Navigation

GPU Monitoring Scripts

Monitor NVIDIA GPU usage, temperature, memory, and performance. Track GPU utilization with nvidia-smi, nvtop, and custom monitoring scripts for deep learning workloads.

Overview

Effective GPU monitoring helps you:

  • Track GPU utilization and memory usage
  • Detect performance bottlenecks
  • Monitor temperature and prevent thermal throttling
  • Log metrics for analysis
  • Set up alerts for issues

Quick Monitoring Commands

Basic nvidia-smi Usage

# Basic GPU status
nvidia-smi

# Simplified output
nvidia-smi --query-gpu=index,name,temperature.gpu,utilization.gpu,memory.used,memory.total --format=csv

# Watch mode (updates every 2 seconds)
watch -n 2 nvidia-smi
# Query specific GPU
nvidia-smi -i 0

# Query multiple GPUs
nvidia-smi -i 0,1,2

# All GPUs summary
nvidia-smi --query-gpu=gpu_name,memory.total,driver_version --format=csv
# Show running processes on GPUs
nvidia-smi pmon

# Detailed process information
nvidia-smi --query-compute-apps=pid,process_name,used_memory --format=csv

Continuous Monitoring Scripts

GPU Usage Logger

#!/bin/bash
# Log GPU metrics continuously

LOG_FILE="gpu_metrics_$(date +%Y%m%d_%H%M%S).csv"
INTERVAL=5  # seconds

# Create header
echo "timestamp,gpu_id,gpu_name,temp_c,utilization_%,memory_used_mb,memory_total_mb,power_w" > "$LOG_FILE"

# Log continuously
while true; do
    nvidia-smi --query-gpu=timestamp,index,name,temperature.gpu,utilization.gpu,memory.used,memory.total,power.draw \
        --format=csv,noheader,nounits >> "$LOG_FILE"
    sleep $INTERVAL
done

Usage:

chmod +x gpu_logger.sh
./gpu_logger.sh &  # Run in background

Real-Time GPU Dashboard

#!/bin/bash
# Real-time GPU monitoring dashboard

while true; do
    clear
    echo "=== GPU Monitoring Dashboard ==="
    echo "Time: $(date '+%Y-%m-%d %H:%M:%S')"
    echo ""

    # GPU utilization
    nvidia-smi --query-gpu=index,name,utilization.gpu,memory.used,memory.total,temperature.gpu,power.draw \
        --format=csv,noheader | \
    while IFS=',' read -r idx name util mem_used mem_total temp power; do
        echo "GPU $idx: $name"
        echo "  Utilization: $util"
        echo "  Memory: $mem_used / $mem_total"
        echo "  Temperature: $temp"
        echo "  Power: $power"
        echo ""
    done

    # Running processes
    echo "=== Active Processes ==="
    nvidia-smi pmon -c 1 | grep -v "#"

    sleep 2
done

Python Monitoring Scripts

Simple GPU Monitor

#!/usr/bin/env python3
import pynvml
import time
from datetime import datetime

# Initialize NVIDIA Management Library
pynvml.nvmlInit()

def monitor_gpus(interval=2):
    """Monitor all GPUs continuously"""
    device_count = pynvml.nvmlDeviceGetCount()

    try:
        while True:
            print(f"\n{'='*60}")
            print(f"Time: {datetime.now().strftime('%Y-%m-%d %H:%M:%S')}")
            print(f"{'='*60}")

            for i in range(device_count):
                handle = pynvml.nvmlDeviceGetHandleByIndex(i)
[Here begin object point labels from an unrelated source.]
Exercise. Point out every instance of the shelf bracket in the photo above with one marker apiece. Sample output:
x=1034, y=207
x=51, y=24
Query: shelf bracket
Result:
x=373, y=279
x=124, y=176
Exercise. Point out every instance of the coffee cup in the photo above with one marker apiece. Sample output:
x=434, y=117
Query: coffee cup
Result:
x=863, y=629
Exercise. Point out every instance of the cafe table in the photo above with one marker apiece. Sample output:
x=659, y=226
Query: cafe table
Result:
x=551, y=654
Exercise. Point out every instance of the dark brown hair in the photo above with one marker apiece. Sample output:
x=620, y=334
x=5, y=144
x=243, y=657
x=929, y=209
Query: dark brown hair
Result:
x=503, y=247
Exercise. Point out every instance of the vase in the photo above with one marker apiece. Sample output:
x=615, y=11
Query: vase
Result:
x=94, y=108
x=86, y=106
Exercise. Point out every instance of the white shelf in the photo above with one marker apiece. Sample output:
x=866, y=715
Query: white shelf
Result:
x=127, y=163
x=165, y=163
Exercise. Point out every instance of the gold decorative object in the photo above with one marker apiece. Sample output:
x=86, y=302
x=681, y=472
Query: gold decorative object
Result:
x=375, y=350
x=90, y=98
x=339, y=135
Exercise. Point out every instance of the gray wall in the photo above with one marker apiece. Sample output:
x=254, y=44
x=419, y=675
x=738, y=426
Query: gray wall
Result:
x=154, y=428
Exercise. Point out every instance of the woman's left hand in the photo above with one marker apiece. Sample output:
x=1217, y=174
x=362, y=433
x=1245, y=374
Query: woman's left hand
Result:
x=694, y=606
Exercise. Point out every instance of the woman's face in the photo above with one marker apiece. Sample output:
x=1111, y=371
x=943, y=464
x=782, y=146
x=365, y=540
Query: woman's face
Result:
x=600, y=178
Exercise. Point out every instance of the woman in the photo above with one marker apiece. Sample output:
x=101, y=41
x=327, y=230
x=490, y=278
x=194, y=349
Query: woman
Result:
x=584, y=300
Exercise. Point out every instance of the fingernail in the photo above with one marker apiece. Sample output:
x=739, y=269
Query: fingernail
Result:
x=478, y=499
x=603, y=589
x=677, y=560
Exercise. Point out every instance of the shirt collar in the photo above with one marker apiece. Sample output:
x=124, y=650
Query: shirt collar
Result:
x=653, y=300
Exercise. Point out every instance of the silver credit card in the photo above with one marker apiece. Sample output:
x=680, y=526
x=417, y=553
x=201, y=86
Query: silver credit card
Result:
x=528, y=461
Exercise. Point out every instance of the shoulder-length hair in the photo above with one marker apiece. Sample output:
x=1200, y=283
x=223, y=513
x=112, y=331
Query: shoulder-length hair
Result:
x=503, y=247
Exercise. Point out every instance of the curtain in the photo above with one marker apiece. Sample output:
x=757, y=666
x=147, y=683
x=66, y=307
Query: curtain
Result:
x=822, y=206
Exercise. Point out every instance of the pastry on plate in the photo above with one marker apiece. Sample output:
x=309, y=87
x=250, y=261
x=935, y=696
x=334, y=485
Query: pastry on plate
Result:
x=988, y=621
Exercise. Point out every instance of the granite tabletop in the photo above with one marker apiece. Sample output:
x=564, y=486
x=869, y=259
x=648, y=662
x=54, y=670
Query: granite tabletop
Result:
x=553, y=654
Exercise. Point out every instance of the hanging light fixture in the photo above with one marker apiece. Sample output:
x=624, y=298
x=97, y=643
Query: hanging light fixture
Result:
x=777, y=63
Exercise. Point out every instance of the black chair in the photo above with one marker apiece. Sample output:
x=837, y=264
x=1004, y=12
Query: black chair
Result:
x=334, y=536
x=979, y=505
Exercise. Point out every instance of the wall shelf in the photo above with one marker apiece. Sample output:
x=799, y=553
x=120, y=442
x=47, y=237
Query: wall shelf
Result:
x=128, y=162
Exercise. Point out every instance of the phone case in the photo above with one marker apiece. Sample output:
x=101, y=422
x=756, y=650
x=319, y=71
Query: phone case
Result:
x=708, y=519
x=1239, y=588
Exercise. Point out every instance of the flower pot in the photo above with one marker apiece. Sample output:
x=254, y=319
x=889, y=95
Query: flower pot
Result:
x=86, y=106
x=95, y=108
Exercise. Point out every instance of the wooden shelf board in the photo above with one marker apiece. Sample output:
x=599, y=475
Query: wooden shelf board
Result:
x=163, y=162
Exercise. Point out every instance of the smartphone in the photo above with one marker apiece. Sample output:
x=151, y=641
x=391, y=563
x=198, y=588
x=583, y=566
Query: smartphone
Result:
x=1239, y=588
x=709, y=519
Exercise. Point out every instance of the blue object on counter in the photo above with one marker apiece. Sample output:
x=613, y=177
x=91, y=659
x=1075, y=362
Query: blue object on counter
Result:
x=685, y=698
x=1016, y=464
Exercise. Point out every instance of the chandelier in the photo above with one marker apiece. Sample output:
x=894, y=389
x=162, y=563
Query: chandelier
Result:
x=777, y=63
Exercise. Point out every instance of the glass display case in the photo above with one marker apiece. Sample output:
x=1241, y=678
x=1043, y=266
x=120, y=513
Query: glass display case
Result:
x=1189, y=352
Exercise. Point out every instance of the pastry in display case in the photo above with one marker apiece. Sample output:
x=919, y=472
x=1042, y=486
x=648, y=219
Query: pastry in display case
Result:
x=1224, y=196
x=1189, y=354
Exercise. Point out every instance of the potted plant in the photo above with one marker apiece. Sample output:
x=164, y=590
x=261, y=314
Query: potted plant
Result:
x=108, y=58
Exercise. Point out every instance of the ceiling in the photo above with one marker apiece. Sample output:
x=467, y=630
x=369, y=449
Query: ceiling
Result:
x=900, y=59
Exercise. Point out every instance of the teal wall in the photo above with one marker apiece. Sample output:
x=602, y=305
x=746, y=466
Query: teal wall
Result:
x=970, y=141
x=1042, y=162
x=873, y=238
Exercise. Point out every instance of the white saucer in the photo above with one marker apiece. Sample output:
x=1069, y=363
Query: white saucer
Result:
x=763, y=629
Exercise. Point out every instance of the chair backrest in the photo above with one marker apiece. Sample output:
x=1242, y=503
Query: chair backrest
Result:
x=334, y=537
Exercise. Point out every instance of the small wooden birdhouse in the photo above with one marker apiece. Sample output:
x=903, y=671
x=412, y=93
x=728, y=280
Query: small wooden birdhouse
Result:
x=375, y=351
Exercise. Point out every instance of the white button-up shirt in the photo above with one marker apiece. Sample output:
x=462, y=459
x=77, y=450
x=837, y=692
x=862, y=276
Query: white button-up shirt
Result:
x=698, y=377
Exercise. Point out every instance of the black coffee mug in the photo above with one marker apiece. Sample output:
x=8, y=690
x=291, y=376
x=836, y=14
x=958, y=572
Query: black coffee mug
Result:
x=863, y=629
                # Get device info
                name = pynvml.nvmlDeviceGetName(handle)

                # Get utilization
                util = pynvml.nvmlDeviceGetUtilizationRates(handle)

                # Get memory info
                mem = pynvml.nvmlDeviceGetMemoryInfo(handle)

                # Get temperature
                temp = pynvml.nvmlDeviceGetTemperature(handle, pynvml.NVML_TEMPERATURE_GPU)

                # Get power
                power = pynvml.nvmlDeviceGetPowerUsage(handle) / 1000.0  # Convert to W

                print(f"\nGPU {i}: {name}")
                print(f"  Utilization: {util.gpu}%")
                print(f"  Memory: {mem.used / 1024**3:.2f} GB / {mem.total / 1024**3:.2f} GB ({mem.used/mem.total*100:.1f}%)")
                print(f"  Temperature: {temp}°C")
                print(f"  Power: {power:.2f} W")

            time.sleep(interval)

    except KeyboardInterrupt:
        print("\nMonitoring stopped.")
    finally:
        pynvml.nvmlShutdown()

if __name__ == "__main__":
    # Install: pip install nvidia-ml-py3
    monitor_gpus(interval=2)
#!/usr/bin/env python3
import gpustat
import time

def monitor():
    """Simple GPU monitoring with gpustat"""
    try:
        while True:
            stats = gpustat.GPUStatCollection.new_query()
            print("\033[2J\033[H")  # Clear screen
            print(stats)
            time.sleep(2)
    except KeyboardInterrupt:
        print("\nStopped.")

if __name__ == "__main__":
    # Install: pip install gpustat
    monitor()

GPU Usage Alerts

#!/usr/bin/env python3
import pynvml
import time
import smtplib
from email.mime.text import MIMEText

pynvml.nvmlInit()

# Alert thresholds
TEMP_THRESHOLD = 80  # °C
MEMORY_THRESHOLD = 90  # %
CHECK_INTERVAL = 60  # seconds

def send_alert(message):
    """Send email alert (configure SMTP settings)"""
    sender = "[email protected]"
    receiver = "[email protected]"

    msg = MIMEText(message)
    msg['Subject'] = 'GPU Alert'
    msg['From'] = sender
    msg['To'] = receiver

    # Configure your SMTP server
    # smtp = smtplib.SMTP('smtp.gmail.com', 587)
    # smtp.starttls()
    # smtp.login(sender, 'your_password')
    # smtp.send_message(msg)
    # smtp.quit()

    print(f"ALERT: {message}")

def check_gpus():
    """Check GPU health and send alerts"""
    device_count = pynvml.nvmlDeviceGetCount()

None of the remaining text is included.